On Fri, Aug 23, 2013 at 8:19 PM, Cedric Blancher
<[email protected]> wrote:
>
> On 23 August 2013 15:52, Tina Harriott <[email protected]> wrote:
> > On 23 August 2013 14:38, David Korn <[email protected]> wrote:
> >> cc: [email protected] [email protected]
> >> Subject: Re: Re: Re: [uwin-developers] [ast-developers] Next alpha/beta
> >> and roadmap for ksh93v?
> >> --------
> >>
> >>
> >>> Why? How should I construct scripts from that using variables, i.e.
> >>> use typeset -s -E svar; printf 'typeset -s -E var; for ((var = %s; var
> >>> < %s; var+= %s)); do myfunc var; done' ${svar.MIN} ${svar.MAX}
> >>> $((2**24)) | source /dev/stdin
> >>>
> >>>
> >>>
> >> svar.MIN and svar.MAX will exist, but only in arithemtic expressions.
> >> Thus, $((svar.MIN)) and $((svar.MAX)) instead of ${svar.MIN} ${svar.MAX}.

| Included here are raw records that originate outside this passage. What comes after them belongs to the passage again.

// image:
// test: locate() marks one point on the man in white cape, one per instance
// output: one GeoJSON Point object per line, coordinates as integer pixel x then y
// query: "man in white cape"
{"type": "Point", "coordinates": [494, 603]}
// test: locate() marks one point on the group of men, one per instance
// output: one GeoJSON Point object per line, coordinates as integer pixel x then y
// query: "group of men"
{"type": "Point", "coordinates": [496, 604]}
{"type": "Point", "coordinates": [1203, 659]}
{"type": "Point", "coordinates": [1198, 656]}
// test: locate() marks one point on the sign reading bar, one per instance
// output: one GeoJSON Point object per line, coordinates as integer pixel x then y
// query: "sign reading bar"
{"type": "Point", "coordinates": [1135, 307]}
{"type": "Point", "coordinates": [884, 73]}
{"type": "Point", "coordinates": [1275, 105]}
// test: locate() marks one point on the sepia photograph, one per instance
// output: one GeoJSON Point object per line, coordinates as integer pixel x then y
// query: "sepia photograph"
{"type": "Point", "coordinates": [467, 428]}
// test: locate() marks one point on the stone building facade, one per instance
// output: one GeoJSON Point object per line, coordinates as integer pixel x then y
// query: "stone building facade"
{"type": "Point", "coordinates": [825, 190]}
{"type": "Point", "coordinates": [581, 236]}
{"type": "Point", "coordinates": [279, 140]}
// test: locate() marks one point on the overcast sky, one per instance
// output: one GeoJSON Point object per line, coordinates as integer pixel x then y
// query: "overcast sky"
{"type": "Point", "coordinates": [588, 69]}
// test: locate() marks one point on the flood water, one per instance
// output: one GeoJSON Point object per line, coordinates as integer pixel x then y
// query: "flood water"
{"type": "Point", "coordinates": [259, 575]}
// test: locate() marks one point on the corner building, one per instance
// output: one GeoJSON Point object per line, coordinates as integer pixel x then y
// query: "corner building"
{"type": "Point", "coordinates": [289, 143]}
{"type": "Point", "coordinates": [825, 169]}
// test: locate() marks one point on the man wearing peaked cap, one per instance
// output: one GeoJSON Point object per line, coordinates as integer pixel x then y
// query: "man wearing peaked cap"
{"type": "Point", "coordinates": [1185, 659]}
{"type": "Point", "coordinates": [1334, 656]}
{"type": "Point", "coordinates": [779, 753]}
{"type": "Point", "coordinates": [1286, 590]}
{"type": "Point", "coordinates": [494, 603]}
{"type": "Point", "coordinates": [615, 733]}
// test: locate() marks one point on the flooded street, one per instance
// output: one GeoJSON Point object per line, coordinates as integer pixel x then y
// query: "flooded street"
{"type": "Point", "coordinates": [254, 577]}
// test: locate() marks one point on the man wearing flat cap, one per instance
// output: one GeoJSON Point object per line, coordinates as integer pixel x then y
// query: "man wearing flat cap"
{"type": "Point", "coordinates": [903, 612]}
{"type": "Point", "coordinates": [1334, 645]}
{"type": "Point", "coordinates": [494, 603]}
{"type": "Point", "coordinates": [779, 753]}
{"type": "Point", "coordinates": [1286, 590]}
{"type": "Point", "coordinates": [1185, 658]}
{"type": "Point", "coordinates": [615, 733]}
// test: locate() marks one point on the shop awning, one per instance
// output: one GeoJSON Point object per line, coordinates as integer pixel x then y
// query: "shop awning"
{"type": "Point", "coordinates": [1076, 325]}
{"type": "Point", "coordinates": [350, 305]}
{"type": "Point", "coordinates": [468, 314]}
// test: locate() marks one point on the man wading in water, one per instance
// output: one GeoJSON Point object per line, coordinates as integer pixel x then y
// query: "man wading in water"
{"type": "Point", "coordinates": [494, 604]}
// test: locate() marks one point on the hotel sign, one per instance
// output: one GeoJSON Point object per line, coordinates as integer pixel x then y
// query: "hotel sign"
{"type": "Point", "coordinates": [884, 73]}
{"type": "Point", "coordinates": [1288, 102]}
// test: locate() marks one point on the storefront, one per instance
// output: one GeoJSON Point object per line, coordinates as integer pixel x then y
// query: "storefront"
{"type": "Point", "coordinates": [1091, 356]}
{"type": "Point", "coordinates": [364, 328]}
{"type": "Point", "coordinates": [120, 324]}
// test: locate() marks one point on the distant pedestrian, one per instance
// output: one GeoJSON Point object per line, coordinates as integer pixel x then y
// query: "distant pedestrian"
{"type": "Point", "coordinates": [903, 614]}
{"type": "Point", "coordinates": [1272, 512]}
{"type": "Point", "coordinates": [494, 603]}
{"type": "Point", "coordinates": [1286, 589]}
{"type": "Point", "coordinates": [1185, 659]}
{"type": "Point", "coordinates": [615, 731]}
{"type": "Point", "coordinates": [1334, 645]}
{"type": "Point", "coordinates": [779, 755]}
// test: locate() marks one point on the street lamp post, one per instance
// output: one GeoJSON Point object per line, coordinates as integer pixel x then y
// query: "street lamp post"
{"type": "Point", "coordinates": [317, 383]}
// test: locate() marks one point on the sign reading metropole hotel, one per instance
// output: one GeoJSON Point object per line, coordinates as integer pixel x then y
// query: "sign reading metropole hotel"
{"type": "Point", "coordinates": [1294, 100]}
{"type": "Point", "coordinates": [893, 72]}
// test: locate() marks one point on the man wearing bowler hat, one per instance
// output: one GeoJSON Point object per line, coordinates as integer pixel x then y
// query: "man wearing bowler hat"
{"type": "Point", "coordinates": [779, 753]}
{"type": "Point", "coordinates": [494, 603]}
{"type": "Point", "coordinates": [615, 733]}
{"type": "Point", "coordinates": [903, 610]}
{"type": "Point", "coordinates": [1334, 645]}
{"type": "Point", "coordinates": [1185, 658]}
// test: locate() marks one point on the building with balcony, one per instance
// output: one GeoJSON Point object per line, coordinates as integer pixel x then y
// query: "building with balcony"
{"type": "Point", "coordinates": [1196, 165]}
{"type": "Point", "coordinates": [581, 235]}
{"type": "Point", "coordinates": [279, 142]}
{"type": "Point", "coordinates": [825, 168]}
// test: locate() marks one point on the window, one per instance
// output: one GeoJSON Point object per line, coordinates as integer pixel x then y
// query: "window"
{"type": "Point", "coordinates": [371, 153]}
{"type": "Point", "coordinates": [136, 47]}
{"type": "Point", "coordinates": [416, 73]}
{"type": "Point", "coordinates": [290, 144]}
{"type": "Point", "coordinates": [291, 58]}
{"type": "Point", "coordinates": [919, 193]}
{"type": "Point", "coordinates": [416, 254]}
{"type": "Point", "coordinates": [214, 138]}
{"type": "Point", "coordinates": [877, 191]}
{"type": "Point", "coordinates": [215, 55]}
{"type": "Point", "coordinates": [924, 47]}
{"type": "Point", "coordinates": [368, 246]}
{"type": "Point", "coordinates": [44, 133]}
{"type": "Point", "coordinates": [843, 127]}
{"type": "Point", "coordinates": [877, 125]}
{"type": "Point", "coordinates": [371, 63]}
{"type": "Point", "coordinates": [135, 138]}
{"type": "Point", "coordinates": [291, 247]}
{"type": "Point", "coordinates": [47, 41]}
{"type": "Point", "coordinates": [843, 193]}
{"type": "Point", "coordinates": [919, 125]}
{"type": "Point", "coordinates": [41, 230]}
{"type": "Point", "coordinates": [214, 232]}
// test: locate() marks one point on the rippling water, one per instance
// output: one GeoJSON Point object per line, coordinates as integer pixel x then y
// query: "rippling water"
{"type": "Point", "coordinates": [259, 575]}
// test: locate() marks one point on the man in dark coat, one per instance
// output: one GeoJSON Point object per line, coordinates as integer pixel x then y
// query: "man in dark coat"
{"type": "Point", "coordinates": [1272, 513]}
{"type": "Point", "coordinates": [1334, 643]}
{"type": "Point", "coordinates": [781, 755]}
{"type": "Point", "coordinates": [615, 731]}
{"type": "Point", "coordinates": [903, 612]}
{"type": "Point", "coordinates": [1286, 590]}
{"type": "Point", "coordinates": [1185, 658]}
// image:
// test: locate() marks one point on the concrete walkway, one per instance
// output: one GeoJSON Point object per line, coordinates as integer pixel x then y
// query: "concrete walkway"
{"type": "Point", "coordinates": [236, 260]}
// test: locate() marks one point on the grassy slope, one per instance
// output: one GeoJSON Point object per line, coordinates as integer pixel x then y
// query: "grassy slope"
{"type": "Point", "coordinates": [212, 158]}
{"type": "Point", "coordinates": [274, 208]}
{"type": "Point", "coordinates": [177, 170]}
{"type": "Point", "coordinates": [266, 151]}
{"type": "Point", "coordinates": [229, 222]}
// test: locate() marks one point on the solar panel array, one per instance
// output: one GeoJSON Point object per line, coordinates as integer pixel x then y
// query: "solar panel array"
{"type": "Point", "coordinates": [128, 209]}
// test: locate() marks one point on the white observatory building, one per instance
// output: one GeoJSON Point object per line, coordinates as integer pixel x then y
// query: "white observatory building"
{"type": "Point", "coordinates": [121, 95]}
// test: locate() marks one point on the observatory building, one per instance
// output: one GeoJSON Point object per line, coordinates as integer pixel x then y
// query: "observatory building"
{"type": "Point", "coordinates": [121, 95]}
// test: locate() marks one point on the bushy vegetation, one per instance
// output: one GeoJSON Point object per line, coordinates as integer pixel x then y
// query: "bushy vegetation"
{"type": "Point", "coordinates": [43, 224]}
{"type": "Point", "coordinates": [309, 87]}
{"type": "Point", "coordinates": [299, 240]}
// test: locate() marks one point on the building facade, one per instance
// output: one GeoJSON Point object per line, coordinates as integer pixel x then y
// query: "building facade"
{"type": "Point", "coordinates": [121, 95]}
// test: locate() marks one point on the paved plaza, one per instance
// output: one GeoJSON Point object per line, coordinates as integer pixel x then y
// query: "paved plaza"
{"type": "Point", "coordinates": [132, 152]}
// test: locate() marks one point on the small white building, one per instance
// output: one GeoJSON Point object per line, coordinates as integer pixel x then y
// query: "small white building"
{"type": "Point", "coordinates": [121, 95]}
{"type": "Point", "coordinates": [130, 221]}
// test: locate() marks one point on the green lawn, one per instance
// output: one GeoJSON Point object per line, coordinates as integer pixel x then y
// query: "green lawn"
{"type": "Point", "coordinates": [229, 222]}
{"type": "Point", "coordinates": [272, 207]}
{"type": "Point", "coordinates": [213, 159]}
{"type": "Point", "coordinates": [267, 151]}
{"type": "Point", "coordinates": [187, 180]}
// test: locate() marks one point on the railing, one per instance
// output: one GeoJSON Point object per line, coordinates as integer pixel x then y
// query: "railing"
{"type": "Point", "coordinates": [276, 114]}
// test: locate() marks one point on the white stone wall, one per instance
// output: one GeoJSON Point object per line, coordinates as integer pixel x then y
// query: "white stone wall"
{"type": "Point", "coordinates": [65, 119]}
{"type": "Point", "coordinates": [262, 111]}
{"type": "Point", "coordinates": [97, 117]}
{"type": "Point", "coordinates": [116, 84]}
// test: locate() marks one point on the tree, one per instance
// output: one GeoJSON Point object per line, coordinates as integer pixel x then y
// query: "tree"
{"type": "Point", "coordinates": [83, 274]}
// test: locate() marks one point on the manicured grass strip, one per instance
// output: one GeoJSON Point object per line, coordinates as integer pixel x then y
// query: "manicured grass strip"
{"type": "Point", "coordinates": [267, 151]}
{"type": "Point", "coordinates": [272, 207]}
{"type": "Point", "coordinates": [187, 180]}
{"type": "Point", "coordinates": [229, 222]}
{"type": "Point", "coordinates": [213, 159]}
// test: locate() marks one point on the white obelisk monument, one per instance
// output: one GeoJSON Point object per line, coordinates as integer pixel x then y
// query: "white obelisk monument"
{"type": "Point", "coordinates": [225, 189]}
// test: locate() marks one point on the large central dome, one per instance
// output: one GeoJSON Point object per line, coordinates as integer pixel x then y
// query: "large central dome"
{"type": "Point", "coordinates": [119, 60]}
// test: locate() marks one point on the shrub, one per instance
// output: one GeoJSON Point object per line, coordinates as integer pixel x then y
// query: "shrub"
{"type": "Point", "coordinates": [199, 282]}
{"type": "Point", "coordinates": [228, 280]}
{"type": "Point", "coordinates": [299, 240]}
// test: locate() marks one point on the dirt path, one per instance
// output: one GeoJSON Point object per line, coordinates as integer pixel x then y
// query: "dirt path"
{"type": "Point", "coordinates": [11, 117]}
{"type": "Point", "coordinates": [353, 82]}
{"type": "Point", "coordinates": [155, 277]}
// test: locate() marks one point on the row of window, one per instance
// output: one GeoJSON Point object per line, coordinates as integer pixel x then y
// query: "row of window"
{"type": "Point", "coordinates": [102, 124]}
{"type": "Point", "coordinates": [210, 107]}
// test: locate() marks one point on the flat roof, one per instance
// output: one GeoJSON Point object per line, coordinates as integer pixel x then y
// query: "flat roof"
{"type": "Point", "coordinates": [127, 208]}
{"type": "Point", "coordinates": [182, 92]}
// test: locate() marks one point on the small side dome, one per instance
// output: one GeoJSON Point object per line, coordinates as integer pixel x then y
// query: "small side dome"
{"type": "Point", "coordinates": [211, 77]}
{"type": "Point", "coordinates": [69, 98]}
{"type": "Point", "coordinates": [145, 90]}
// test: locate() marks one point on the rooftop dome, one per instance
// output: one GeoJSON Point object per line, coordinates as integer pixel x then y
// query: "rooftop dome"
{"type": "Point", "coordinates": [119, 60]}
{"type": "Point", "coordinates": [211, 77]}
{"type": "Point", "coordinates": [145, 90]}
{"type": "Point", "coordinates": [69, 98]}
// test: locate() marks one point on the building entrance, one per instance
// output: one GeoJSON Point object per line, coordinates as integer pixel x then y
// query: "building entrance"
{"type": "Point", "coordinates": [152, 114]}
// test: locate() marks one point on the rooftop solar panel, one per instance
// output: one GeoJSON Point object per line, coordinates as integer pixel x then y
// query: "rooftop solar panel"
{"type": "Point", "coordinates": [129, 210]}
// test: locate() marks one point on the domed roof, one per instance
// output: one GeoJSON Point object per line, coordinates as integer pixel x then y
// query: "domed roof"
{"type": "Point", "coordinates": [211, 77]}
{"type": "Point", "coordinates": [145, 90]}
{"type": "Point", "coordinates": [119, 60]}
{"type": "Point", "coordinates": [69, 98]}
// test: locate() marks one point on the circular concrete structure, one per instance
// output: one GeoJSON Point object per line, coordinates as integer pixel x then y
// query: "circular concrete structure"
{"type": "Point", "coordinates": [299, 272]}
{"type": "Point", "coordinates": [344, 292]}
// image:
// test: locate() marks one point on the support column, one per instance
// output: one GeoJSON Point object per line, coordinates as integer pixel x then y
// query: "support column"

> >> Only constants like PI, NaN, Inf, and others will not exist for each type.
> >> The limits would.
> >
> > I don't understand this. The patch
> > astksh20130814_math_constants001.diff.txt already allows MIN, MAX,
> > EPSILON etc if they are defined in .sh.mathconst. Why is the
> > functionality now restricted to $(())? It just makes it much harder to
> > use, if usable at all.
>
> I don't understand it either.
>
> David, is there a reason why you try to reinvent the wheel, or is
> there anything fundamentally wrong with Roland Mainz's
> astksh20130814_math_constants001.diff.txt patch?
>
> I think that Roland's patch deals with all issues I can imagine of
> (except predefining some constants, which is IMO easy to solve), adds
> headroom for further enhancements (e.g. if we wish to implement
> typeset -D to gain access to _Decimal32, _Decimal64 and _Decimal128
> types to please COBOL migratory people), AFAIK can solve bool b;
> b.true/b.false and other enum constants with little or no extra code,
> supports ${var.fooconst} and supports user defined constants (IMO very
> important)
+1
The other question if supporting var.fooconst in $(()) but not in
${var.fooconst} would be in the spirit of POSIX. I think not. It'll
look like a cumbersome hack, plus will break so many useful use cases.
BTW: bool is an integer type in ANSI C, right? So bool b;
${b.max}/$((b.max)) should work, right?